Prior to being elected the Northeast Regional Chair, she served on the Northeast Regional Board as the Upstate New York Sub-Regional Director, where she supported the BLSA Chapters in the Upstate New York region and also coordinated the Upstate Academic Retreat; a one-day retreat the includes workshops on outlining, final exams, securing summer placements, and how to navigate law school as a Black law student. In addition, Ms. Marte served her local chapter as the Vice President, where she worked with the Executive Board on implementing pre-law chapters, reviving an undergraduate student of color Moot Court Competition, building relationships with local firms, and collaborating with local community organizations to provide members an opportunity to utilize their platform as Black law students to advocate for members in their communities.

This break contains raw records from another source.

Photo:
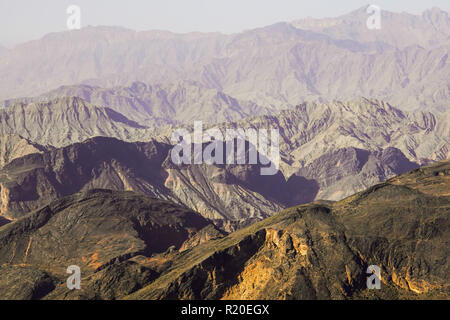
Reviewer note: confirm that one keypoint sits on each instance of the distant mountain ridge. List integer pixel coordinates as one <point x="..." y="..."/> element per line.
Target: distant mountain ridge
<point x="131" y="246"/>
<point x="158" y="105"/>
<point x="277" y="66"/>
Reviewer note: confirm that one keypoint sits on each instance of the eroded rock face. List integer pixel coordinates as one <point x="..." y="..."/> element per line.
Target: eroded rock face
<point x="97" y="231"/>
<point x="322" y="251"/>
<point x="278" y="65"/>
<point x="13" y="146"/>
<point x="130" y="246"/>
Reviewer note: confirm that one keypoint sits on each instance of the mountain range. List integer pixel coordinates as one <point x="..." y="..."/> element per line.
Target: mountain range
<point x="277" y="66"/>
<point x="120" y="242"/>
<point x="87" y="176"/>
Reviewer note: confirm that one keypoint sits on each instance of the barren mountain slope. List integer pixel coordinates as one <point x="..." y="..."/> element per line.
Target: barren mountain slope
<point x="224" y="192"/>
<point x="431" y="28"/>
<point x="322" y="251"/>
<point x="13" y="146"/>
<point x="97" y="231"/>
<point x="157" y="105"/>
<point x="278" y="65"/>
<point x="66" y="120"/>
<point x="131" y="246"/>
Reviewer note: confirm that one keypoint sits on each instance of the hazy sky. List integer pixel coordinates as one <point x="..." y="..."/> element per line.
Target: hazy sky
<point x="23" y="20"/>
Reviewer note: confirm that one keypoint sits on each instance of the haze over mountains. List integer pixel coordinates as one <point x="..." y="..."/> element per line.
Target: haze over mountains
<point x="277" y="66"/>
<point x="87" y="177"/>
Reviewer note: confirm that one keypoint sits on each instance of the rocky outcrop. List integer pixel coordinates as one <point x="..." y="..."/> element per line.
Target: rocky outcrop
<point x="13" y="146"/>
<point x="280" y="65"/>
<point x="322" y="251"/>
<point x="66" y="120"/>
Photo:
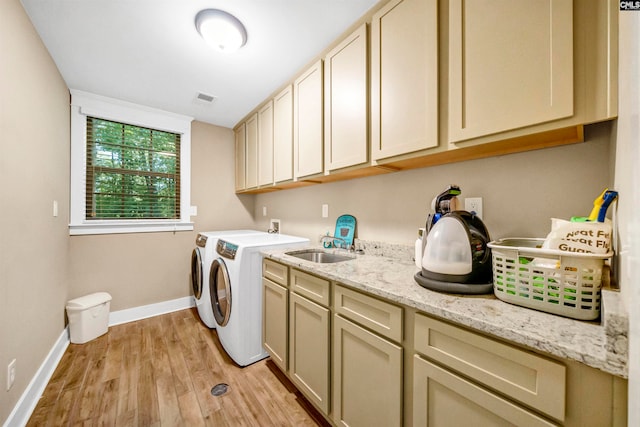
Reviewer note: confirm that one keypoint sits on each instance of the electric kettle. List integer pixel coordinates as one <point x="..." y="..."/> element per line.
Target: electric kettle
<point x="456" y="258"/>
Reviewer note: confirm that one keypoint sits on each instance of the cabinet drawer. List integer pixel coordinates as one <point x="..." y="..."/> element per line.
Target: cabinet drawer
<point x="312" y="287"/>
<point x="275" y="271"/>
<point x="441" y="398"/>
<point x="379" y="316"/>
<point x="519" y="374"/>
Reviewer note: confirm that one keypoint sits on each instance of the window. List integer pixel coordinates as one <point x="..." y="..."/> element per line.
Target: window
<point x="129" y="167"/>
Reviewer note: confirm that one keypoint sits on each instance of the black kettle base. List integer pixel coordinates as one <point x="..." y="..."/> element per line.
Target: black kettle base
<point x="452" y="287"/>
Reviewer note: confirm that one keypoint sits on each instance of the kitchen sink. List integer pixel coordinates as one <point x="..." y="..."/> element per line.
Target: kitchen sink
<point x="320" y="256"/>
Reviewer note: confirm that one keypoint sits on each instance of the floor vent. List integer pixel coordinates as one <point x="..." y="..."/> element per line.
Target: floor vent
<point x="219" y="389"/>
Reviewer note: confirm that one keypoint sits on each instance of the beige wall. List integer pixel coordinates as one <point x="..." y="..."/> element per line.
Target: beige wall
<point x="521" y="192"/>
<point x="627" y="182"/>
<point x="146" y="268"/>
<point x="34" y="171"/>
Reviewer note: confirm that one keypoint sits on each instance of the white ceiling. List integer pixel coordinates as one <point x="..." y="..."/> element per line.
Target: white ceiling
<point x="149" y="52"/>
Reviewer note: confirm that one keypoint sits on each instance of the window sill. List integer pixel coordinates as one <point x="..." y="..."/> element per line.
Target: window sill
<point x="119" y="227"/>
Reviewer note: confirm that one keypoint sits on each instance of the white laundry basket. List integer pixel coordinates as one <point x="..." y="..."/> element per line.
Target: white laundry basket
<point x="88" y="317"/>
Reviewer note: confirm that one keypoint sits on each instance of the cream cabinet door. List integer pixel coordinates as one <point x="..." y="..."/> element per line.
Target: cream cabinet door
<point x="252" y="151"/>
<point x="265" y="144"/>
<point x="404" y="78"/>
<point x="441" y="398"/>
<point x="241" y="150"/>
<point x="345" y="103"/>
<point x="367" y="377"/>
<point x="274" y="326"/>
<point x="307" y="123"/>
<point x="309" y="349"/>
<point x="283" y="135"/>
<point x="510" y="65"/>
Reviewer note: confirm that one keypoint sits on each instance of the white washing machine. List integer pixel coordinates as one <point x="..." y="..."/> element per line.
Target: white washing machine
<point x="235" y="282"/>
<point x="201" y="258"/>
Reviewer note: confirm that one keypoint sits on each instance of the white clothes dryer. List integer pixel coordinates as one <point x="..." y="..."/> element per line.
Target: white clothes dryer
<point x="201" y="258"/>
<point x="235" y="281"/>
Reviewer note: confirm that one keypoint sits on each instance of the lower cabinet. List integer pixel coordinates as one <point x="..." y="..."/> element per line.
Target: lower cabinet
<point x="443" y="399"/>
<point x="365" y="361"/>
<point x="367" y="377"/>
<point x="309" y="349"/>
<point x="275" y="322"/>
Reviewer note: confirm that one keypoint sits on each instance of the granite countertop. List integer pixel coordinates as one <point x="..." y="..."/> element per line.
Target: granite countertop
<point x="387" y="271"/>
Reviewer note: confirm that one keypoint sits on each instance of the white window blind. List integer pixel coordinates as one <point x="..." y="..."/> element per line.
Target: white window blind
<point x="132" y="172"/>
<point x="130" y="167"/>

Ms. Marte is also a third year law student at the University at Buffalo School of Law and a second year Ph.D student at the University at Buffalo’s Sociology Department. Ms. Marte’s career goals include practicing criminal defense, engaging in movement and radical lawyering, and teaching at a HBCU Law School. Her research interests include policing, specifically the double consciousness of Black police officers, as well as the intersection of criminal laws and how they facilitate the mass incarceration of Black and Latino communities. As a law and graduate student, Ms. Marte has also engaged in community organizing work to advocate for police accountability and community participation in state budgets.
Lastly, Ms. Marte is dedicated towards increasing the number of Black and minorities in law school and the legal profession. Prior to entering law and graduate school, she served as the Assistant Director of the Ronald H. Brown Law School Prep Program at John Jay College of Criminal Justice in Manhattan, New York. She co-organized workshops focused on LSAT Preparation, personal and diversity statements, addendums, and researching law schools. One of her many passions is to mentor Black and minority students as they prepare to apply and enter law schools. Ms. Marte believes that it is imperative for Black and minority law students and professionals to lift as they climb.